Apprentice plumbers start at $32,000 to $40,000 during their four to five year apprenticeship. Journeymen earn $46,000 to $65,000, while master plumbers reach $65,000 to $85,000. Plumbing contractors who run their own businesses can earn $90,000 to $150,000 or more. In Philadelphia, cost of living sits near the national average, so the numbers you see are roughly what you keep.
Base salary is not the full picture. Union plumbers receive health insurance, pension contributions, and annuity funds worth $15,000 to $25,000 annually on top of wages. Overtime during emergency calls can add $8,000 to $15,000 per year, especially for on-call residential specialists.

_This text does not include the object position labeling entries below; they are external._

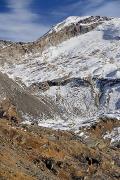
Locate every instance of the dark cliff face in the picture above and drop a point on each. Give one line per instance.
(52, 38)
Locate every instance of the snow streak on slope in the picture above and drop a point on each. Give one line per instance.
(94, 55)
(69, 21)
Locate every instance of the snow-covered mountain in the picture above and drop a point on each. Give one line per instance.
(74, 70)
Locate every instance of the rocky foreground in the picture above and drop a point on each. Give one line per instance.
(31, 152)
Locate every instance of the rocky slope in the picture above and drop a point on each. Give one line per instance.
(74, 69)
(32, 152)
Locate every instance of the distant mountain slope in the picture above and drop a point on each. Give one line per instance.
(76, 66)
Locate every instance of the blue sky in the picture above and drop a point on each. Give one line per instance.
(27, 20)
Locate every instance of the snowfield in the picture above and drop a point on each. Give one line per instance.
(93, 55)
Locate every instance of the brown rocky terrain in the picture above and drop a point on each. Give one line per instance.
(33, 152)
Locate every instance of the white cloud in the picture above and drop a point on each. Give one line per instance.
(20, 23)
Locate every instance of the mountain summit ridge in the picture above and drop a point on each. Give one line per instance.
(76, 68)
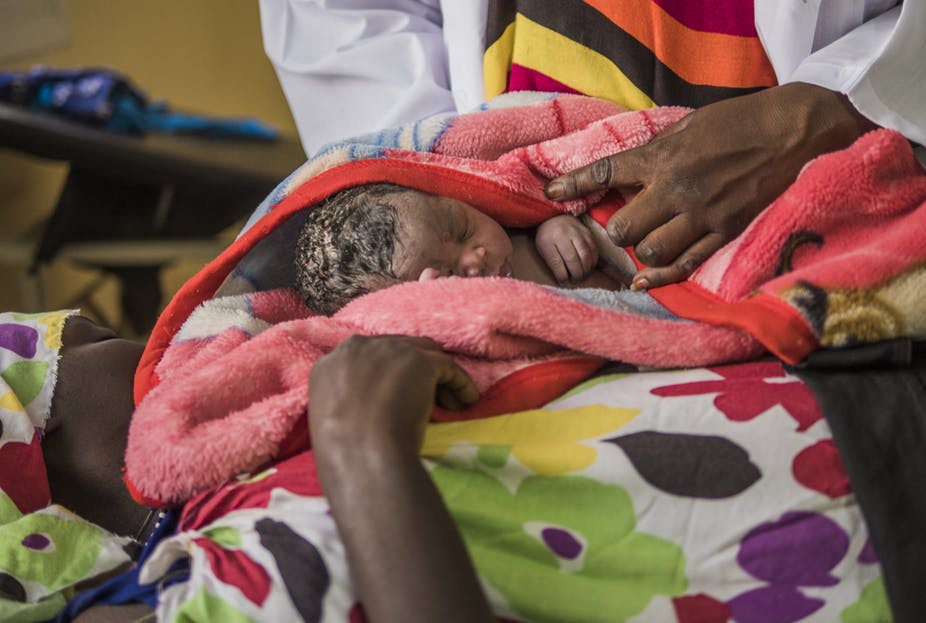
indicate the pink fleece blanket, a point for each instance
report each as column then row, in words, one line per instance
column 837, row 260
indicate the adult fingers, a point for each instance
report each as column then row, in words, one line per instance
column 682, row 267
column 666, row 242
column 644, row 213
column 627, row 168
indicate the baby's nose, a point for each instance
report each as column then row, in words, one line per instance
column 474, row 262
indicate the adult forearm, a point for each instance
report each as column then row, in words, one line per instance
column 406, row 556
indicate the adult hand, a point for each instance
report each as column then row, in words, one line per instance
column 384, row 388
column 704, row 179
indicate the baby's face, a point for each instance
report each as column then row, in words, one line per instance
column 444, row 237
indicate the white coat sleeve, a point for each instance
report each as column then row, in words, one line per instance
column 349, row 67
column 881, row 66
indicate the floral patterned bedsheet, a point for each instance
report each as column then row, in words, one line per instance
column 45, row 550
column 697, row 495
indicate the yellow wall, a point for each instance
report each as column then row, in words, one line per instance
column 201, row 55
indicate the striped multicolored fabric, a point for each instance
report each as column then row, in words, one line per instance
column 637, row 53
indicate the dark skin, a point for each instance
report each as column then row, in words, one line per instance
column 406, row 556
column 703, row 180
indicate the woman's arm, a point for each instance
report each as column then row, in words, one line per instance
column 705, row 178
column 369, row 402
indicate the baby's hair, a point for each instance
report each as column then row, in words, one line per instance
column 346, row 246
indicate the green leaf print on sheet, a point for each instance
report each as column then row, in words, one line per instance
column 561, row 548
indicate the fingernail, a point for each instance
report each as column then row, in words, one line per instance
column 617, row 229
column 555, row 190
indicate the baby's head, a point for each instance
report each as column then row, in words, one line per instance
column 372, row 236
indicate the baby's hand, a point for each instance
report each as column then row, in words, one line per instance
column 567, row 247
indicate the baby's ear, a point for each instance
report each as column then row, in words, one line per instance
column 429, row 274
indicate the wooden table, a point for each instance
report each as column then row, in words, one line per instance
column 153, row 191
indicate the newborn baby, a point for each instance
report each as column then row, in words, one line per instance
column 369, row 237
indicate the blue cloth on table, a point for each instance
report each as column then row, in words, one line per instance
column 104, row 99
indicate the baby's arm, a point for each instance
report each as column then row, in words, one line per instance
column 568, row 248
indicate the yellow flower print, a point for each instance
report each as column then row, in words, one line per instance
column 547, row 441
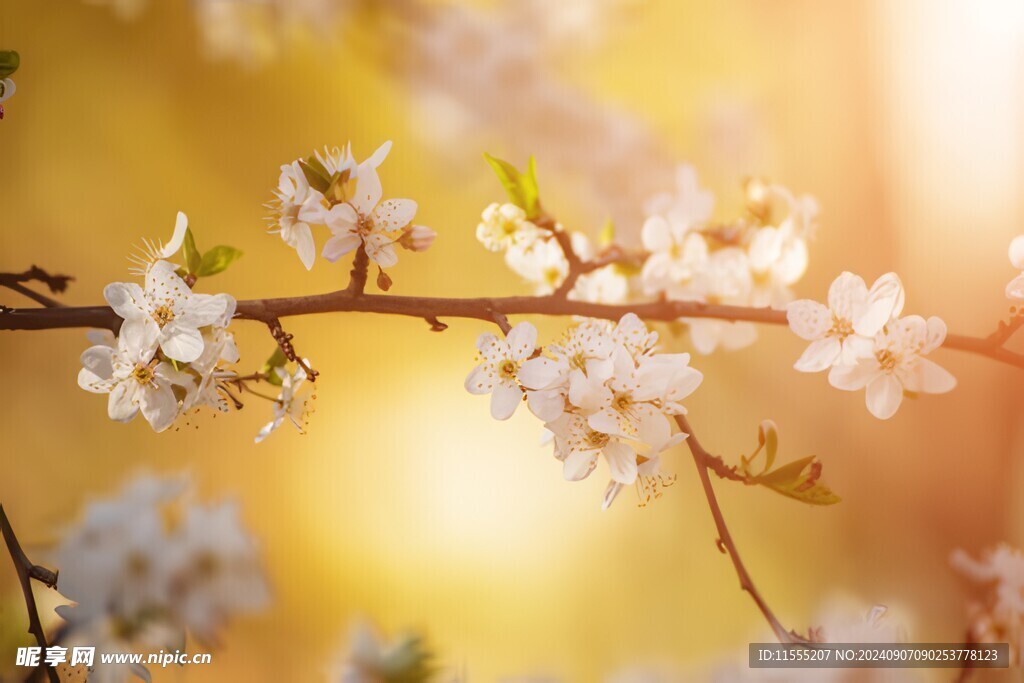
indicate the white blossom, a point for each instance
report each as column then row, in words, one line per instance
column 167, row 313
column 1015, row 290
column 897, row 366
column 498, row 372
column 296, row 206
column 843, row 332
column 289, row 404
column 504, row 225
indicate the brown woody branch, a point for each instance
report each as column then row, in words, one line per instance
column 27, row 571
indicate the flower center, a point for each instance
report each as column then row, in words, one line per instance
column 143, row 374
column 163, row 315
column 841, row 328
column 887, row 359
column 595, row 439
column 507, row 370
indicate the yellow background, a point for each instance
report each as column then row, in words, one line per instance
column 407, row 503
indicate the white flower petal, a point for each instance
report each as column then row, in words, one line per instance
column 521, row 340
column 821, row 354
column 622, row 462
column 504, row 399
column 809, row 319
column 884, row 396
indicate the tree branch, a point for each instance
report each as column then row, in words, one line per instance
column 481, row 308
column 26, row 572
column 705, row 462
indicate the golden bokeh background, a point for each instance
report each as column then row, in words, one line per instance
column 407, row 503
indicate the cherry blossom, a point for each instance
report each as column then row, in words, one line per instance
column 289, row 403
column 167, row 312
column 1015, row 290
column 843, row 332
column 296, row 206
column 498, row 372
column 897, row 366
column 504, row 225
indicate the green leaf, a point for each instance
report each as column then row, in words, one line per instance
column 521, row 188
column 316, row 175
column 276, row 359
column 217, row 259
column 768, row 438
column 9, row 61
column 193, row 257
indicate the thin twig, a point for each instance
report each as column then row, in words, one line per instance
column 705, row 462
column 26, row 572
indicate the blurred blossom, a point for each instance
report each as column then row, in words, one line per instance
column 141, row 581
column 998, row 614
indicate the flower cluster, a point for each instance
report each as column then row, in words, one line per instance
column 140, row 583
column 998, row 616
column 602, row 392
column 331, row 189
column 170, row 350
column 863, row 343
column 752, row 261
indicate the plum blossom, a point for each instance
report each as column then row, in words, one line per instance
column 504, row 225
column 289, row 403
column 897, row 366
column 167, row 313
column 135, row 383
column 998, row 614
column 602, row 392
column 366, row 219
column 500, row 363
column 139, row 581
column 844, row 332
column 1015, row 290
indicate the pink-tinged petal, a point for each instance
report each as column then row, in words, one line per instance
column 480, row 380
column 159, row 407
column 610, row 494
column 856, row 347
column 121, row 407
column 579, row 465
column 138, row 338
column 180, row 225
column 180, row 342
column 381, row 250
column 504, row 399
column 368, row 189
column 885, row 301
column 339, row 245
column 547, row 404
column 302, row 240
column 521, row 340
column 1015, row 289
column 541, row 373
column 936, row 334
column 846, row 295
column 821, row 354
column 204, row 309
column 655, row 235
column 378, row 157
column 932, row 378
column 622, row 462
column 809, row 319
column 341, row 218
column 1017, row 252
column 127, row 299
column 854, row 378
column 394, row 214
column 884, row 396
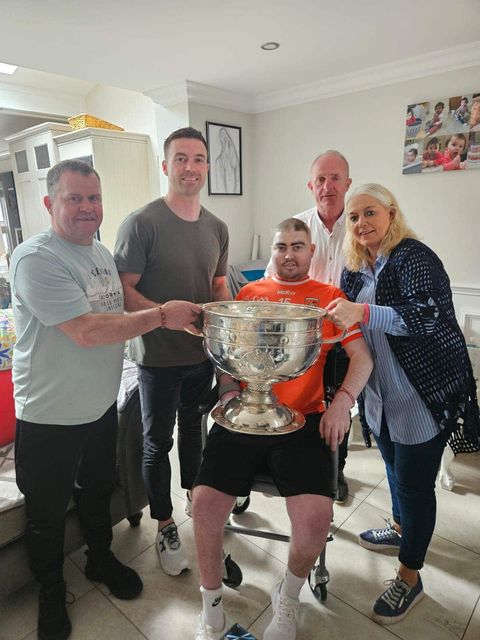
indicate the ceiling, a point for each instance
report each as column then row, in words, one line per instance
column 149, row 44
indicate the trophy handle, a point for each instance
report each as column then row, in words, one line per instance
column 339, row 337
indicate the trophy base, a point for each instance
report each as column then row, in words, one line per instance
column 266, row 423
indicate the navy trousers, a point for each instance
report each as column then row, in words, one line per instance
column 54, row 462
column 411, row 474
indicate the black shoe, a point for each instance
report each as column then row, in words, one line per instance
column 123, row 582
column 342, row 488
column 53, row 620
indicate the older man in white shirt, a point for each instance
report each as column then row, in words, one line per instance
column 329, row 183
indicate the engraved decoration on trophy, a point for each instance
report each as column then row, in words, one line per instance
column 261, row 343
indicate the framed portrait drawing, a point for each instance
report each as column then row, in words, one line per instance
column 225, row 158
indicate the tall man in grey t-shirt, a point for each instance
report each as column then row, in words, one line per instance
column 173, row 247
column 70, row 326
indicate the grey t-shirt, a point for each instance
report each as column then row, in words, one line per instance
column 177, row 260
column 53, row 280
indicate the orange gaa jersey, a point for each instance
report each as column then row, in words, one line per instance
column 304, row 393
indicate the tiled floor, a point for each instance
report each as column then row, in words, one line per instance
column 168, row 607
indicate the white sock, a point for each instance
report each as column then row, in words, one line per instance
column 291, row 585
column 213, row 608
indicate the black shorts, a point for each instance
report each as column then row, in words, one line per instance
column 299, row 462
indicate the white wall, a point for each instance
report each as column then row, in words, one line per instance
column 368, row 127
column 5, row 163
column 135, row 113
column 236, row 211
column 33, row 100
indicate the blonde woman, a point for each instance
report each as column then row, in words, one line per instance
column 421, row 389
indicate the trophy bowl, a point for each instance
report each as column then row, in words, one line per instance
column 261, row 343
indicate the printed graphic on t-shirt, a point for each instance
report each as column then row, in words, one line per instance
column 103, row 292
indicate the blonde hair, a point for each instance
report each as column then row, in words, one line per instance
column 358, row 256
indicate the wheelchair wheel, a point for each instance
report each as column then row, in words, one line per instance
column 241, row 505
column 318, row 584
column 232, row 576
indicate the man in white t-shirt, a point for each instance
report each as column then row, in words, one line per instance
column 329, row 182
column 70, row 326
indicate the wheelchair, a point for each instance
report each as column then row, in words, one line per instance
column 264, row 483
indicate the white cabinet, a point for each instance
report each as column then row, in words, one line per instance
column 123, row 160
column 33, row 152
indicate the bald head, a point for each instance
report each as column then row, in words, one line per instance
column 329, row 182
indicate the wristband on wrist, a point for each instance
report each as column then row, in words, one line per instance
column 366, row 313
column 163, row 317
column 349, row 394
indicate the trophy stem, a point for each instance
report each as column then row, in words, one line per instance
column 257, row 411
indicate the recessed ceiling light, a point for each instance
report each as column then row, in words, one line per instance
column 7, row 68
column 270, row 46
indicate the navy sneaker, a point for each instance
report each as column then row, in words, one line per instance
column 378, row 539
column 394, row 603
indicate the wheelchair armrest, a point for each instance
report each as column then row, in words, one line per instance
column 209, row 401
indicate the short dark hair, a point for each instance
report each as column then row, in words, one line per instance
column 75, row 166
column 185, row 132
column 293, row 224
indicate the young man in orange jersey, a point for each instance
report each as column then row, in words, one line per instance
column 300, row 462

And on the tax side: pennsylvania has a flat 3.07% state income tax, but Philadelphia adds a 3.75% city wage tax for residents. This combined local burden is worth factoring into salary negotiations. When someone quotes you $65,000, ask what the total package looks like. The gap between base and total comp is where real money hides.
On negotiation: Account for the Philadelphia wage tax in your ask. Request a 5 to 8% premium over suburban offers to offset the city's local tax on all earned income. The range for Plumbers in Philadelphia runs from $50,000 to $85,000. That is not a narrow window. Where you land inside it depends almost entirely on whether you negotiate and how well you prepare.
Top industries in Philadelphia
Negotiating in Philadelphia
Account for the Philadelphia wage tax in your ask. Request a 5 to 8% premium over suburban offers to offset the city's local tax on all earned income.